The PHIUS standard is ideal for multifamily projects
Insulation R-values may seem low for a Passive House project, but Thompson said that’s because a large multifamily building has proportionally less outside wall area for a given volume than does a single-family house.
“People are used to seeing PHIUS + and Passivhaus single-family houses with very large R-values,” he said. “Passivhaus was invented as a multifamily program in Europe. It was not a single-family construction program. The numbers work so well in multifamily. In Germany, the first Passivhaus was a townhouse, and the middle unit in a town house has two walls that face neighbors — they don’t touch the outside air.
“You think of a middle floor apartment at Bayside Anchor and it’s got one outside wall. It’s 24 feet long and 8 feet tall,” Thompson continued. “So, thermally, it’s just incredibly easy because your ratio of house to walls is tiny.”
Heat loss from the building is one-third through the enclosure, one-third from the ventilation equipment, and one-third though the windows, Thompson said. In a single-family house, the numbers are very different, with ventilation losses only 10% to 15% of the total.
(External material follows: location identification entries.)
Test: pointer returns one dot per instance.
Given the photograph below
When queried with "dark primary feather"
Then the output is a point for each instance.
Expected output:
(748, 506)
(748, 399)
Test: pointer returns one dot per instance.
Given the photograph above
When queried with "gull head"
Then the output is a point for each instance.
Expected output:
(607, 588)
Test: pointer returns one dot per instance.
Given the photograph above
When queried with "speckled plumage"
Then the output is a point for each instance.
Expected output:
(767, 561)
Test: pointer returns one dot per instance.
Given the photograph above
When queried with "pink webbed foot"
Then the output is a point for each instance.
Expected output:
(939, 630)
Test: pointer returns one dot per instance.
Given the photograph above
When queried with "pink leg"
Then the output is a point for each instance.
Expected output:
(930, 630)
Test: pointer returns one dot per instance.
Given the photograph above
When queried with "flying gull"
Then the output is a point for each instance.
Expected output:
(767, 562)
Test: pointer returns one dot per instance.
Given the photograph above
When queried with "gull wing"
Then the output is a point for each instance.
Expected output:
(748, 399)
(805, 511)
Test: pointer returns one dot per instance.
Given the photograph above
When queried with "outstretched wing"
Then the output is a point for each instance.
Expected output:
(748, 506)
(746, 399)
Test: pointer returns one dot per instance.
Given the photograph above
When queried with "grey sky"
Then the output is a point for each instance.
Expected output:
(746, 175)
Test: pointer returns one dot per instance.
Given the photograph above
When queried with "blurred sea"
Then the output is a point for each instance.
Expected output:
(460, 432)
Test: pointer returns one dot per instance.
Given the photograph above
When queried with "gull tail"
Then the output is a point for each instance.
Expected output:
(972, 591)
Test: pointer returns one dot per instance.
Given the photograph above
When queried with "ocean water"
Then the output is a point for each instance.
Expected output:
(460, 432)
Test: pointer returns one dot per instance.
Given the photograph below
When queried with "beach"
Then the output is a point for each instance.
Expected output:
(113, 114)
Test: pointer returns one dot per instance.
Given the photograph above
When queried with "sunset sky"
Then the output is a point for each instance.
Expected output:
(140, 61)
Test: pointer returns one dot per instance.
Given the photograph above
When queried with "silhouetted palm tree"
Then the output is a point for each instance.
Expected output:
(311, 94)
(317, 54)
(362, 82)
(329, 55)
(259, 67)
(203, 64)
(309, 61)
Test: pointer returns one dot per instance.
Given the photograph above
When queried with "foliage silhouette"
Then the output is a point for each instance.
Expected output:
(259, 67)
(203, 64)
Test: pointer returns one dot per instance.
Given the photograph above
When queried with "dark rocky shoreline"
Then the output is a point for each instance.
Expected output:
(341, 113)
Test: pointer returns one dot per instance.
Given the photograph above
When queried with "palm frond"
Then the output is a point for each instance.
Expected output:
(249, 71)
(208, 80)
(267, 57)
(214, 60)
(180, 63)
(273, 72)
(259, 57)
As a result , the 75% efficiency for Bayside’s ERVs is very important for overall building performance, especially with something like 2,000 to 2,500 cubic feet of air per minute moving through the building around the clock. With an ERV that efficient, when it’s 0°F outside, and 70°F inside, incoming air is in the mid-50s. It doesn’t take much energy to boost that to the set point. On a 30°F day, incoming air is in the low 60s. “Very little heat is needed to bring it up to a good temperature,” he said.
Need for housing is very strong
Jay Waterman, development director for the Portland Housing Authority, said that Bayside Anchor will be both a catalyst for more development and a hub for the community. The area was completely changed by construction of Franklin Arterial, a main thoroughfare linking Interstate-295 on the west side of town and upscale Old Port, with its shops and restaurants, on the east.
“It was small streets, a grid-patterned working-class neighborhood for many, many years, and then through urban renewal, Franklin cut a swath so the tourists could get over to the Old Port and people were displaced,” Waterman said. “It became more of a service center and industrial and lower income neighborhood, and I would say it’s still on its way up.”
The demand for housing is strong in the Portland area. Bayside Anchor, while significant for the neighborhood, won’t put much of a dent in it.
“Let’s put it this way,” Waterman said. “There is effectively a 0% vacancy rate in Portland right now and the city would like to have 2,000 more housing units built in the next four years. We’re doing 45, so it’s a real drop in the bucket compared to the demand.”